La cardiotoxicité induite par la drogue est une cause majeure de retrait du marché1. Dans la dernière décennie du 20e siècle, huit médicaments non-cardiovasculaires ont été retirés du marché car ils ont entraîné la mort subite due à des arythmies ventriculaires2. En outre, plusieurs thérapies anticancéreuses (bien que dans de nombreux cas efficaces) peuvent conduire à plusieurs effets cardiotoxiques, y compris la cardiomyopathie et les arythmies. Par exemple, les thérapies traditionnelles (p. ex., anthracyclines et rayonnement) et les traitements ciblés (p. ex., trastuzumab) du cancer du sein peuvent entraîner des complications cardiovasculaires chez un sous-ensemble de patients3. Une étroite collaboration entre les cardiologues et les oncologues (via le domaine émergent de la « cardio-oncologie ») a contribué à rendre ces complications gérables en veillant à ce que les patients puissent être traités efficacement2. Les effets cardiovasculaires des nouveaux agents sont moins clairs, y compris les inhibiteurs Her2 et PI3K, surtout lorsque les thérapies sont utilisées en combinaison. Par conséquent, il existe un besoin croissant de stratégies de dépistage précliniques fiables pour les toxicités cardiovasculaires associées aux thérapies anticancéreuses émergentes avant les essais cliniques humains. Le manque de disponibilité des systèmes de culture pour les tissus cardiaques humains qui est fonctionnellement et structurellement viable pour plus de 24 h est un facteur limitant pour des tests de cardiotoxicité fiables. Par conséquent, il est urgent de développer un système fiable pour la culture des tissus cardiaques humains dans des conditions physiologiques pour tester la toxicité des médicaments.
Le récent mouvement vers l’utilisation de cardiomyocytes pluripotents induits par les cellules souches induites par l’homme (smS-h) dans les tests de cardiotoxicité a fourni une solution partielle pour résoudre ce problème; cependant, la nature immature des hiPSC-CMs et la perte d’intégrité tissulaire par rapport à la nature multicellulaire du tissu cardiaque sont des limites majeures de cette technologie4. Une étude récente a partiellement surmonté cette limitation par la fabrication de tissus cardiaques à partir de hiPSC-CMs sur les hydrogels et les soumettant à une augmentation progressive de la stimulation électrique au fil du temps5. Cependant, leurs propriétés électromécaniques n’ont pas atteint la maturité vue dans le myocarde humain adulte. En outre, le tissu cardiaque est structurellement plus compliqué, étant composé de divers types de cellules, y compris les cellules endothéliales, les neurones et divers types de fibroblastes stromal liés avec un mélange très spécifique de protéines de matrice extracellulaire6. Cette hétérogénéité de la population cellulaire non cardiomyocyte7,8,9 dans le cœur adulte de mammifères est un obstacle majeur dans la modélisation des tissus cardiaques en utilisant des types individuels de cellules. Ces limitations majeures soulignent l’importance de développer des méthodes pour permettre la culture du tissu cardiaque intact pour des études optimales impliquant des conditions physiologiques et pathologiques du cœur5.

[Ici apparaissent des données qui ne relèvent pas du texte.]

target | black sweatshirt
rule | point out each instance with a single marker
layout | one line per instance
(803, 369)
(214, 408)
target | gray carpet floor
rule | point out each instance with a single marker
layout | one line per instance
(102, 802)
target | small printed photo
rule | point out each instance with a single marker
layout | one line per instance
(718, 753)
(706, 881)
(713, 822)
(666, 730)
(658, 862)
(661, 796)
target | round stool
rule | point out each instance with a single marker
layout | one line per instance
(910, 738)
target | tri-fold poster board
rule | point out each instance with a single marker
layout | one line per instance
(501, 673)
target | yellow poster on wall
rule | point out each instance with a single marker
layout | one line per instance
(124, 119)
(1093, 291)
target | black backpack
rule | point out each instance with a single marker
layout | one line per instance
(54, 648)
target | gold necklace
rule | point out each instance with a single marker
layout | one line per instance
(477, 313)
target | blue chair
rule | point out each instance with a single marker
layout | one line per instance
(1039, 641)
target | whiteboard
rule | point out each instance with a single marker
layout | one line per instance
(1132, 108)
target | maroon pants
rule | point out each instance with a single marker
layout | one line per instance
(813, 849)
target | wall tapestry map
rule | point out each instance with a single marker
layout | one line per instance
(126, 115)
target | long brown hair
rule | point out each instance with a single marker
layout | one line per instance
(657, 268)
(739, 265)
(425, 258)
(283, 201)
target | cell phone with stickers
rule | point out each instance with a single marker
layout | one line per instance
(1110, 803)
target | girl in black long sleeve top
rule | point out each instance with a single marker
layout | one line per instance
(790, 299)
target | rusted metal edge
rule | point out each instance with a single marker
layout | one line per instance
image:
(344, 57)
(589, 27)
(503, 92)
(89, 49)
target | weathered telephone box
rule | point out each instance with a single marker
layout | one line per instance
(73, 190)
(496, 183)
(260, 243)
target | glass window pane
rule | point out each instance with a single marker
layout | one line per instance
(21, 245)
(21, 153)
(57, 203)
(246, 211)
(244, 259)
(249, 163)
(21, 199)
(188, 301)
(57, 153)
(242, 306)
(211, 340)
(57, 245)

La culture des tranches de cœur humain est un modèle prometteur de myocarde humain intact. Cette technologie donne accès à un système multicellulaire 3D complet qui est similaire au tissu cardiaque humain qui pourrait refléter de façon fiable les conditions physiologiques ou pathologiques du myocarde humain. Cependant, son utilisation a été sévèrement limitée par la courte période de viabilité dans la culture, qui ne s’étend pas au-delà de 24 h en utilisant les protocoles les plus robustes signalés jusqu’en 201810,11,12. Cette limitation était due à de multiples facteurs, y compris l’utilisation de l’interface air-liquide pour la culture des tranches, et l’utilisation d’un simple milieu de culture qui ne supporte pas les exigences énergétiques élevées du tissu cardiaque. Nous avons récemment développé un système de culture submergé qui est en mesure de fournir une stimulation électrique continue et optimisé les composants des médias de la culture pour garder les tranches de tissu cardiaque viables pour un jusqu’à 6 jours13. Ce système de culture a le potentiel de devenir un puissant modèle prédictif in situ humain pour les tests de cardiotoxicité aigus pour combler l’écart entre les résultats précliniques et cliniques d’essais. Dans l’article actuel, nous détaillant le protocole pour trancher et se poursier les tranches de coeur à l’aide d’un cœur de porc à titre d’exemple. Le même processus s’applique aux cœurs humains, aux chiens, aux moutons ou aux chats. Avec ce protocole, nous espérons diffuser la technologie à d’autres laboratoires de la communauté scientifique.